Novus Capital Corp II, a SPAC targeting businesses enabling smart technology evolution, filed Wednesday with the Securities and Exchange Commission to raise up to $250 million in an initial public offering.
Laikin declined to comment on the launch of Novus II due to SEC regulations.
The Indianapolis-based company plans to raise $250 million by offering 25 million units at $10 each. Each unit consists of one share of common stock and one-third of a warrant, exercisable at $11.50 at a future date. At the proposed deal size, Novus Capital Corp. II would command a market value of $313 million.

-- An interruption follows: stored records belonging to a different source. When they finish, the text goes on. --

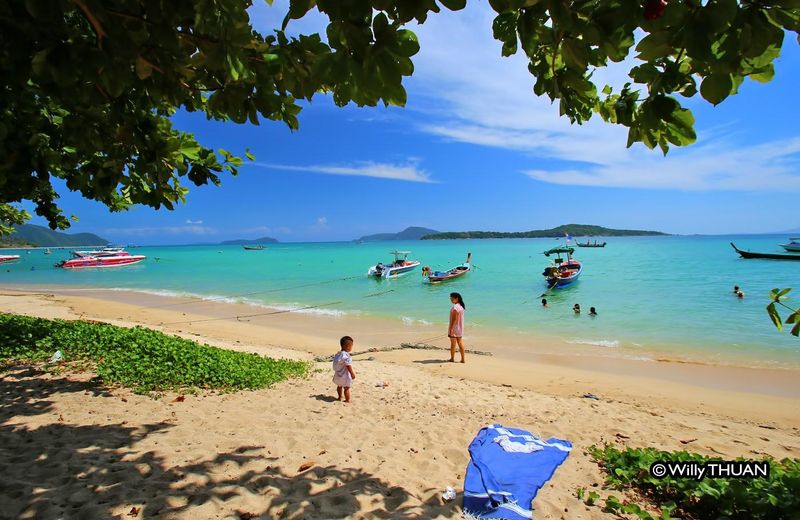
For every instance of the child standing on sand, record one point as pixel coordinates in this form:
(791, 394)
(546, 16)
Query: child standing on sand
(343, 373)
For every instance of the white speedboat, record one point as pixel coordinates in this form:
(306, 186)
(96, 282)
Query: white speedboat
(401, 265)
(83, 260)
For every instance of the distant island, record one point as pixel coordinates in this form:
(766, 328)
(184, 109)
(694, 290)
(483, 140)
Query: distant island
(247, 242)
(575, 230)
(32, 235)
(409, 233)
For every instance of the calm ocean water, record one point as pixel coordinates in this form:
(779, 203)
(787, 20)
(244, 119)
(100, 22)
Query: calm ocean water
(664, 293)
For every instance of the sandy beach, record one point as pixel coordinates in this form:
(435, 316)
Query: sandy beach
(76, 449)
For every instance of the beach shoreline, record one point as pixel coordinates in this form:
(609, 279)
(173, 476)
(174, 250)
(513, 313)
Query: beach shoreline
(540, 364)
(389, 454)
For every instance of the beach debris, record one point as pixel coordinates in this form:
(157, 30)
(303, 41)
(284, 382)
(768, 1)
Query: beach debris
(449, 494)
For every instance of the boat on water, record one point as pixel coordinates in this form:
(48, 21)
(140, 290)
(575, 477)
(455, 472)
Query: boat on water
(793, 245)
(103, 251)
(561, 272)
(401, 265)
(450, 274)
(770, 256)
(83, 260)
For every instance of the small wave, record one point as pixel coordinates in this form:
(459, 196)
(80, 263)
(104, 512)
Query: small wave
(412, 321)
(608, 343)
(298, 308)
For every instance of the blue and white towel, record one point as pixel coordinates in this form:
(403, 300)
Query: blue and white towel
(507, 468)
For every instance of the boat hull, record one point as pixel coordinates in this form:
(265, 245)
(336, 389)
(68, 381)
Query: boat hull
(768, 256)
(452, 274)
(102, 262)
(558, 281)
(392, 271)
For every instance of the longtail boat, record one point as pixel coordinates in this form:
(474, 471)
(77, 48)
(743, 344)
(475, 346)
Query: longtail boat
(560, 272)
(401, 265)
(450, 274)
(770, 256)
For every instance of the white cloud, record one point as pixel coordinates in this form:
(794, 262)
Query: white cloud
(162, 230)
(400, 172)
(718, 165)
(468, 93)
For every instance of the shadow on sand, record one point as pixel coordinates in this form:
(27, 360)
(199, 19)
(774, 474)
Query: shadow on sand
(61, 470)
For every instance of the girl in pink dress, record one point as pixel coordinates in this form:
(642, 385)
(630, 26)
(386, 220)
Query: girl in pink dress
(455, 330)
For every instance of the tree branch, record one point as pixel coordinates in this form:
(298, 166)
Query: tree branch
(96, 25)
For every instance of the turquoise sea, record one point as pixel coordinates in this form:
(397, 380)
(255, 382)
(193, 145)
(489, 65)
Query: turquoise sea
(669, 294)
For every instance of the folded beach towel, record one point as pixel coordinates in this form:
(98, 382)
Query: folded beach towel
(506, 469)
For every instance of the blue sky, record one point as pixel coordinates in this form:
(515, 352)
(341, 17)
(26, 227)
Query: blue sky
(475, 149)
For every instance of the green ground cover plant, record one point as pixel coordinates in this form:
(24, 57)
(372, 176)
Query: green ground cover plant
(776, 497)
(143, 359)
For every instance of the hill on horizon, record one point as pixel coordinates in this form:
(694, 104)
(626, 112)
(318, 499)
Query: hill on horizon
(248, 242)
(46, 237)
(575, 230)
(409, 233)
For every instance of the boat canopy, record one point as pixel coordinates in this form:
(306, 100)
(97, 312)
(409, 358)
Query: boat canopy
(556, 250)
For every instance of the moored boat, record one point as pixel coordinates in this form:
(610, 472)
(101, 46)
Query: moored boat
(793, 245)
(770, 256)
(401, 265)
(450, 274)
(83, 261)
(561, 272)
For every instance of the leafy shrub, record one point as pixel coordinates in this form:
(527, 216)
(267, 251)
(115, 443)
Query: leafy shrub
(141, 358)
(773, 498)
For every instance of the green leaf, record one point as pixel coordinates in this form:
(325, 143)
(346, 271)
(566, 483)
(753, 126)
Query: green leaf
(143, 68)
(407, 44)
(774, 316)
(764, 76)
(716, 87)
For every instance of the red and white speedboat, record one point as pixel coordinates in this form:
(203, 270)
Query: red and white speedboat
(84, 259)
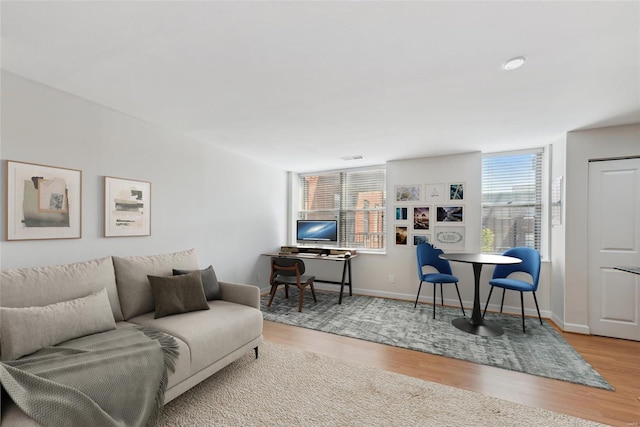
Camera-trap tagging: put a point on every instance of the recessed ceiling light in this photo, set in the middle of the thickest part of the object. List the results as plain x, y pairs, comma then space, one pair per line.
514, 63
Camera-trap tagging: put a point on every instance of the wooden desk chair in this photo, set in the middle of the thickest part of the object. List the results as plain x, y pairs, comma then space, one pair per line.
290, 271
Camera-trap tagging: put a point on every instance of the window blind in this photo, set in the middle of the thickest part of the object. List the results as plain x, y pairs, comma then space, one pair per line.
512, 200
354, 197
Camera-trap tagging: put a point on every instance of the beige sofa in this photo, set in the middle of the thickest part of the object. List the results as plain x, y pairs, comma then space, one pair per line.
208, 339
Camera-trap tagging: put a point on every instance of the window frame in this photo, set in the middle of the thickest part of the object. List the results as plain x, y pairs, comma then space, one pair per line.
544, 195
342, 211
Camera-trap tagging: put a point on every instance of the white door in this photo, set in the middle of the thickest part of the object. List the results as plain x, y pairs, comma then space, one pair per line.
614, 240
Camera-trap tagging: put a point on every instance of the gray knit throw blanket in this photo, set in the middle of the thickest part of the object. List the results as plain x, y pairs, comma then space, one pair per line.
114, 378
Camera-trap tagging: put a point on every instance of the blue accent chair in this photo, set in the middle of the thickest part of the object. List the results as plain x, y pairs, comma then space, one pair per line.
530, 264
428, 255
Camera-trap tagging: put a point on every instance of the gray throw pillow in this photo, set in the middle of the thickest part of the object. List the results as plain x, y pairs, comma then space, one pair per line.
177, 294
28, 329
209, 282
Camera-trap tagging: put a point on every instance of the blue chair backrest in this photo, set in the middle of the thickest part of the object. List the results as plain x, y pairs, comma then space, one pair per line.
530, 264
429, 255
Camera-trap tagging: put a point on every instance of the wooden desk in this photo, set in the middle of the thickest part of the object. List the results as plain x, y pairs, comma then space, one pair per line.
346, 267
477, 325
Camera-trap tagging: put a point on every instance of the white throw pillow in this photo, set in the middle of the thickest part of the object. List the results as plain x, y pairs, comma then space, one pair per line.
29, 329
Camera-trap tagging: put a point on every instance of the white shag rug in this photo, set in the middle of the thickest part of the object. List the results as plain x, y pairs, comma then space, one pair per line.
291, 387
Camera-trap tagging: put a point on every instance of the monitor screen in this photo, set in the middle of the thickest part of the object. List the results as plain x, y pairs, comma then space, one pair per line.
317, 230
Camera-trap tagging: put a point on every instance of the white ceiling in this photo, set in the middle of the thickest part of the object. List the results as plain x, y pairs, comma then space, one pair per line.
301, 84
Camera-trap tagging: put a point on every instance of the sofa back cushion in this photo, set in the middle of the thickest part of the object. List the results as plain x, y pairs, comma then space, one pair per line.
133, 285
40, 286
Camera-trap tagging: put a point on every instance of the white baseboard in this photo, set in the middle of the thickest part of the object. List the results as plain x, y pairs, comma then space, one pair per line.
578, 329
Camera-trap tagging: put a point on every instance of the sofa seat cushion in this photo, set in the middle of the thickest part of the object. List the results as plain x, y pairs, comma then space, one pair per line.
40, 286
132, 282
29, 329
211, 334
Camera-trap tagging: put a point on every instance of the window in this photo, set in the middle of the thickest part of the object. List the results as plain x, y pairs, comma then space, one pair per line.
354, 197
511, 200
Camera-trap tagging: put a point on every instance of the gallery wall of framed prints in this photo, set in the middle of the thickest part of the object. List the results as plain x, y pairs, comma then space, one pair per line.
432, 213
45, 202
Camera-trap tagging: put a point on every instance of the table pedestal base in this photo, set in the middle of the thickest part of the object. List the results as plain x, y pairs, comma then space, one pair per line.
484, 328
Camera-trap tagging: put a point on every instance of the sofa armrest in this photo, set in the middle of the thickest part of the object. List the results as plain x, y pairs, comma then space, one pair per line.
241, 294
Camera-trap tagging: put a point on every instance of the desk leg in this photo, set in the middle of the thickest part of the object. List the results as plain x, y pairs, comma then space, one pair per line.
348, 263
477, 325
344, 273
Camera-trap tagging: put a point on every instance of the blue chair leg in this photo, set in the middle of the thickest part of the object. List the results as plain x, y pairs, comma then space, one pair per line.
537, 308
435, 285
418, 296
487, 304
460, 299
522, 308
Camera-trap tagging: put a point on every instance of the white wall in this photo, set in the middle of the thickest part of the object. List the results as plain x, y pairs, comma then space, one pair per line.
229, 208
603, 143
558, 238
371, 271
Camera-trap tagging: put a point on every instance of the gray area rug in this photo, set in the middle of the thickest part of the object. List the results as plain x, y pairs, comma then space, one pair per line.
540, 351
293, 387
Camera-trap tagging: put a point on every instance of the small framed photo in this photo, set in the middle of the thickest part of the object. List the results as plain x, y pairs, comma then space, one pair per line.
435, 193
127, 209
407, 193
449, 238
449, 214
421, 218
43, 202
456, 191
401, 235
421, 238
401, 213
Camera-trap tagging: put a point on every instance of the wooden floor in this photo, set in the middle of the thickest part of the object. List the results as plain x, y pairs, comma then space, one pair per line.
618, 361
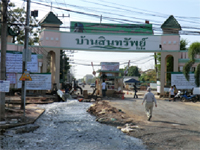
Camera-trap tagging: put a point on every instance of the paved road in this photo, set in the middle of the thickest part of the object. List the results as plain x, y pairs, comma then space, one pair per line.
68, 126
174, 125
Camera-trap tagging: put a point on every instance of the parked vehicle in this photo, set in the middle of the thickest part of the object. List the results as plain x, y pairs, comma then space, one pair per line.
92, 85
185, 97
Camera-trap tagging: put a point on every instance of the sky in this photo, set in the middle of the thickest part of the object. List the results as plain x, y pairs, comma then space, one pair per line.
186, 12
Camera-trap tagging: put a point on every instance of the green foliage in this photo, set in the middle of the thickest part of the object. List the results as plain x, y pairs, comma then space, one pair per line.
18, 16
149, 76
133, 71
183, 44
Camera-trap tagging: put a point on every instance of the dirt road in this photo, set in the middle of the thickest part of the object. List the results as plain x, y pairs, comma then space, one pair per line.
174, 125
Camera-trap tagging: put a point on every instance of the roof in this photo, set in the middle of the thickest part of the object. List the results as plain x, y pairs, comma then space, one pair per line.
50, 18
171, 22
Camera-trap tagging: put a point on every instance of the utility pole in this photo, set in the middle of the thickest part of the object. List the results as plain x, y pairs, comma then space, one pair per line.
3, 55
24, 64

A SPAC—also known as a blank check company—is an entity that exists to acquire one or more businesses and merge with them as a way to take those companies public.
In its first SPAC, Novus filed a prospectus with the SEC in late April laying out plans to sell 10 million units at $10 apiece, with proceeds funding acquisitions. It quickly raised $100 million and, in September, forged an agreement to form “a business combination” with a Lexington, Kentucky-based AppHarvest, a developer and operator of large-scale and high-tech indoor farms.

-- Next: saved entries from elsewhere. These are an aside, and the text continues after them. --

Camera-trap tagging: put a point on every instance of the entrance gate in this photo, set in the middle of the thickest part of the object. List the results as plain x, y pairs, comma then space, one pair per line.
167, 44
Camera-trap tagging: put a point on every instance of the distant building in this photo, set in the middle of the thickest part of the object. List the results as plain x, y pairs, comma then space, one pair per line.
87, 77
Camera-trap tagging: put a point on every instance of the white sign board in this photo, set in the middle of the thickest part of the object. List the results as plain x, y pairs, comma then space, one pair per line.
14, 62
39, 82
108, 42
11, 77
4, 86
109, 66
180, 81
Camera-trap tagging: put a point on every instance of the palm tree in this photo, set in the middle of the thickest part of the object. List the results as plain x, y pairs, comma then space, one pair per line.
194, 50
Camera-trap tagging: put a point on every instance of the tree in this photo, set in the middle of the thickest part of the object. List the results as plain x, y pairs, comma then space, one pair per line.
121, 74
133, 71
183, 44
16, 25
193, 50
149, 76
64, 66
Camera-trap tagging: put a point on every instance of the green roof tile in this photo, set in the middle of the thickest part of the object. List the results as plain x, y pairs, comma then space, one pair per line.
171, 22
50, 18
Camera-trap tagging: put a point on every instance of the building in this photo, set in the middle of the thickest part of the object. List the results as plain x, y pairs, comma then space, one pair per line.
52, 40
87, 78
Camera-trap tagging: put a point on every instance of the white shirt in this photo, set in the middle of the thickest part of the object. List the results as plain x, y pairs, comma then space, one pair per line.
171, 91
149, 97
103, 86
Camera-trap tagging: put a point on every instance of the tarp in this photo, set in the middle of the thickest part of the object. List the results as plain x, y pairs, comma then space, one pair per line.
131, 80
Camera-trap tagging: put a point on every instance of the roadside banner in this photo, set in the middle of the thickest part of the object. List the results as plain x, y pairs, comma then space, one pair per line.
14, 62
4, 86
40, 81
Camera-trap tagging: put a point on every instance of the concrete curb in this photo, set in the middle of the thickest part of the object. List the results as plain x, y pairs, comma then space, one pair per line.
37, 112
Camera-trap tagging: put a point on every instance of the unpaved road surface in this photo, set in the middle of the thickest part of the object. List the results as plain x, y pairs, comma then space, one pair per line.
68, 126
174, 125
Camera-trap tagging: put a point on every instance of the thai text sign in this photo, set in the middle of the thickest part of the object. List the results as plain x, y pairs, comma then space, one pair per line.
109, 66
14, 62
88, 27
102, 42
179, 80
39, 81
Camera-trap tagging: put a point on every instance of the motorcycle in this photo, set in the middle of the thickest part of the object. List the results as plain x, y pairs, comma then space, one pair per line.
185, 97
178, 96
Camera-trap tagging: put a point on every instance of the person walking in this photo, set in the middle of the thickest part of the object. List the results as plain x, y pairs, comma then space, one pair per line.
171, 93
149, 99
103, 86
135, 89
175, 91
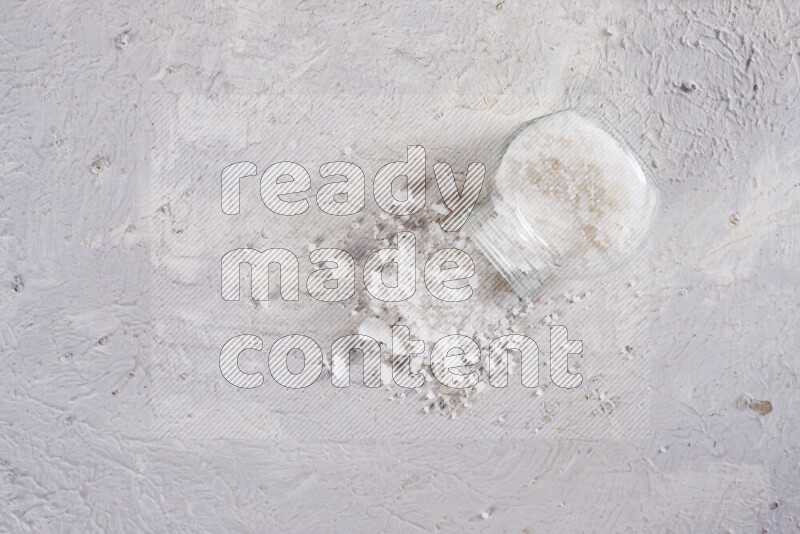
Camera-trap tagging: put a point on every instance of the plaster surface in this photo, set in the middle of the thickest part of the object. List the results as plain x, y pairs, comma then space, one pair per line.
706, 92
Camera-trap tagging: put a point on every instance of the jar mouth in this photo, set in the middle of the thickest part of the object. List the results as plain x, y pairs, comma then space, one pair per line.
525, 268
522, 254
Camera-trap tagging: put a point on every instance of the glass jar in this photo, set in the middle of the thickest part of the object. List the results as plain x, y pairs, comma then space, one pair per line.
568, 196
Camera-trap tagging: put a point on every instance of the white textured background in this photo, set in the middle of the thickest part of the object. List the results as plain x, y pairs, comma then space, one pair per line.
706, 92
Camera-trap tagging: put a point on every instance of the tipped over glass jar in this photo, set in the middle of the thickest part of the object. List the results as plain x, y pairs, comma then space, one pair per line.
569, 196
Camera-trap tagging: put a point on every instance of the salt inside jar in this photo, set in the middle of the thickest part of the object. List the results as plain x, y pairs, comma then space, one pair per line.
569, 196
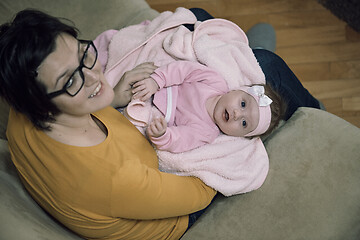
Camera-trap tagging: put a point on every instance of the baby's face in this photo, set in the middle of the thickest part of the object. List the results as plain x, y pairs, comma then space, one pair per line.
236, 113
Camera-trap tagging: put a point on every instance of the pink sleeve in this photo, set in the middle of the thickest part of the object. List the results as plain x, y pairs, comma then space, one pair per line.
178, 72
101, 43
184, 138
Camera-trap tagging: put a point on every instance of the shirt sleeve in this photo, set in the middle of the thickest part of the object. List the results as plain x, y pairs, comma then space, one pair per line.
141, 192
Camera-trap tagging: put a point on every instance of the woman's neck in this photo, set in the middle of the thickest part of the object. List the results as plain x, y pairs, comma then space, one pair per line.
78, 130
73, 123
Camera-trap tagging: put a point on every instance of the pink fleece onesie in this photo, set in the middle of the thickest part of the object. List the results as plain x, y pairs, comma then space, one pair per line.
191, 85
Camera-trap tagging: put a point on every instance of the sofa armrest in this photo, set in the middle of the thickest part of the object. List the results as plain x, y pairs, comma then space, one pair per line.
311, 192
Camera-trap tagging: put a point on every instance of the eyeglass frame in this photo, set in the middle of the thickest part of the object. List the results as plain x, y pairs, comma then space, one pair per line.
79, 68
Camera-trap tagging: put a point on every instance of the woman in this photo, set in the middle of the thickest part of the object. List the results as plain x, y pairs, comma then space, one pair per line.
79, 158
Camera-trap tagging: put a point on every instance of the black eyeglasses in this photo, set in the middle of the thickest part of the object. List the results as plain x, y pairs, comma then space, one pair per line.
77, 78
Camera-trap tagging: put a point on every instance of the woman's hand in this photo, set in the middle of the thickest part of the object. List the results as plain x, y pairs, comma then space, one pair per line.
123, 89
144, 89
157, 127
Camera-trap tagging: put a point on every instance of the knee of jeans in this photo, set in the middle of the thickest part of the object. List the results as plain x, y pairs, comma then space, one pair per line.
268, 58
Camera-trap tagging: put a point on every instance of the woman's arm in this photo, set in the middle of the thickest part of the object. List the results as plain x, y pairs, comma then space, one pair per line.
140, 192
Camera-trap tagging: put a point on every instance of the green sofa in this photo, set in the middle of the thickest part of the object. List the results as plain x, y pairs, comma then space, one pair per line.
312, 191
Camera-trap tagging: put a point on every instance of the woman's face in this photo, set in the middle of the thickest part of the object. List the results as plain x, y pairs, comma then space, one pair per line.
58, 67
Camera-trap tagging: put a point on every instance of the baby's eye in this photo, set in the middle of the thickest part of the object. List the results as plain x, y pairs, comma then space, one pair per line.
69, 83
243, 104
244, 123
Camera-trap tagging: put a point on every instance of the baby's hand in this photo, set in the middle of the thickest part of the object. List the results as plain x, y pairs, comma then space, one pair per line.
144, 89
157, 127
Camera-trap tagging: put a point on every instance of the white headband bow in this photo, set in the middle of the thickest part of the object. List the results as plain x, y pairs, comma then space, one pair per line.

That deal, which will make AppHarvest a publicly traded company, is set to close Jan. 29.
Novus last year was one of the fastest SPACs to acquire or combine with a company, and it had the highest overall stock price increase of SPACs launched in 2020, according to Cowen Inc., a New York-based investment bank and financial services company.

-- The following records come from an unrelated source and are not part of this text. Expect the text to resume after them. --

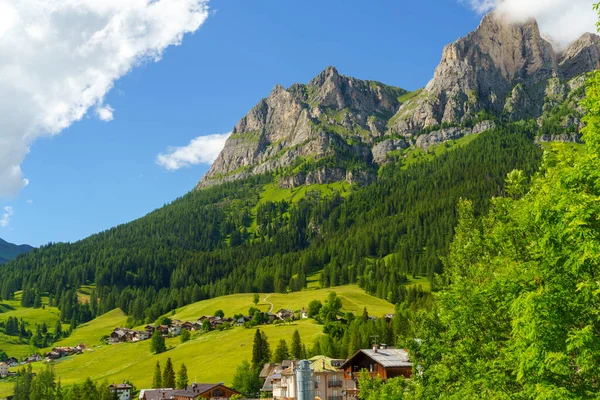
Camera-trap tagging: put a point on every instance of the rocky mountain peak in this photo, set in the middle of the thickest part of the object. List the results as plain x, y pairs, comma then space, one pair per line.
503, 68
583, 55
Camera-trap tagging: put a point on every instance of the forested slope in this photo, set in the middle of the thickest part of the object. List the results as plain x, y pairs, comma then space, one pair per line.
217, 241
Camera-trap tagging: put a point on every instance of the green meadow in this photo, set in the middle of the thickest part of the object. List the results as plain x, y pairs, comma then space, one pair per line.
210, 357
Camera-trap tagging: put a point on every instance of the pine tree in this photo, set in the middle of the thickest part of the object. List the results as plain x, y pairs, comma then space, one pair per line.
281, 352
157, 344
296, 347
168, 379
157, 380
182, 379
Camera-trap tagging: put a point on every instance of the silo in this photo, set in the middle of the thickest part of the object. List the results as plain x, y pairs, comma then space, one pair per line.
305, 381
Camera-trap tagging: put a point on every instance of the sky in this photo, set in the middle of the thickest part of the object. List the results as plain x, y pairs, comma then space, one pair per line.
112, 108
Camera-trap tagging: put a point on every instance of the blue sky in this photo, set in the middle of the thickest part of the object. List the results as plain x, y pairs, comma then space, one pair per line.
97, 174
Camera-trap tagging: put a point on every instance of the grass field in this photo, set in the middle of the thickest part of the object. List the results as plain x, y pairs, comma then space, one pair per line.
134, 362
353, 298
32, 316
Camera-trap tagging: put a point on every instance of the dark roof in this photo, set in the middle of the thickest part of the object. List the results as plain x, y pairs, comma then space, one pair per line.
156, 394
196, 389
387, 358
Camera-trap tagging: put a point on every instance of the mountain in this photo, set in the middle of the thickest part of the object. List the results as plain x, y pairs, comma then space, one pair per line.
333, 118
340, 177
337, 128
9, 251
501, 69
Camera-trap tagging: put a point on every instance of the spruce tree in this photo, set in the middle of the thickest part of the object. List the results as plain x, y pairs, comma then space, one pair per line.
282, 352
182, 379
157, 344
296, 347
157, 380
168, 379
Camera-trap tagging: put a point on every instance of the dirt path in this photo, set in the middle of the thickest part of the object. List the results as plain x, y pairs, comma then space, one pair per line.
268, 302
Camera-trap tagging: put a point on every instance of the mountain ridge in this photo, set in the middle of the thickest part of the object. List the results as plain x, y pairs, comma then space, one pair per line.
337, 128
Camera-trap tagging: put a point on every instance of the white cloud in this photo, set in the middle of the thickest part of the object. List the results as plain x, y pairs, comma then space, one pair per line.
561, 21
105, 113
59, 58
6, 216
201, 150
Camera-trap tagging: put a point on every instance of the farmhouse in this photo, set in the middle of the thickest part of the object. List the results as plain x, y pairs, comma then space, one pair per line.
121, 390
205, 391
379, 361
156, 394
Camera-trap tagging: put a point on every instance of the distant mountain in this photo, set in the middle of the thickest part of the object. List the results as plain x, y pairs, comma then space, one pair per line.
338, 128
9, 251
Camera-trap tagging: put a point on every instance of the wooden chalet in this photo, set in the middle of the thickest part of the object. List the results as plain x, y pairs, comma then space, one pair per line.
379, 361
205, 391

Including the warrant, an initial $10 investment in Novus’ first SPAC is now worth $35.
Novus Capital II officials—and their underwriters—appear to think there will be high demand from potential investors. Novus II has six more months—a total of 24—to come up with a company to acquire before it must refund investors’ money plus interest. The more confident investors are in the success of a SPAC, the more time they’ll give it to come up with an acquisition target.
Novus is also offering less incentive—via warrants—to buy into its second SPAC.
When an investor buys one unit of stock in a SPAC, they get one share of common stock and a warrant. The warrant is an option to buy an additional share or a portion of a share at $11.50 per share in the future. Warrants can be redeemed for stock up to five years after the SPAC acquires or combines with another company. The warrant can also be sold on the open market.
In Novus’ first SPAC, company officials required one warrant to equal one share of stock. In Novus II, it takes three warrants to convert to one share.
SPACs emerged in the early 1990s and, initially, they often included terms that were highly favorable to their founders. That, along with some poor performances, gave these companies a tarnished image in the 1990s and early 2000s.
But, in recent years, SPACs have become a popular choice for private companies spooked by the ups and downs of the traditional initial public offering market. Instead of a traditional IPO, which would raise funds through a share sale, a fast-growing number of IPO candidates are choosing to sell themselves to SPACs instead.
Merely launching a SPAC doesn’t assure success.
In 2019, 59 SPACs had initial public offerings. That number grew to 248 in 2020, according to Dealogic, a London-based financial markets research firm. At the end of last year, there were still 252 SPACs looking for acquisitions.
The focus of Novus I was more broadly technology. In its SEC filing, Novus II is targeting companies in the technology and sustainability space, and specifically sustainable agricultural technology with a focus on firms in the environmental, social and corporate governance—or ESG—space.
Like Novus’ first venture, Laikin and his partner—former Brightpoint, Nokia and Qualcomm executive Larry Paulson—have pulled together a team of heavy hitters.
Novus II has six board members. In addition to Laikin and Paulson, the board includes former Indiana Pacers player and serial investor Jeff Foster, and Hersch Klaff, a board member of Albertson’s grocery store chain—of which he owns 10%—and a successful real estate and agricultural executive who has done more than $10 billion in real estate and private equity deals
Also on board is Ron Sznaider, former vice chairman of Minneapolis-based DTN, a global agricultural technology company; and Heather Goodman, co-founder, president and chief operating officer of San Francisco-based wealth-management firm True Capital Management.
Foster, Klaff and Sznaider are new to Novus.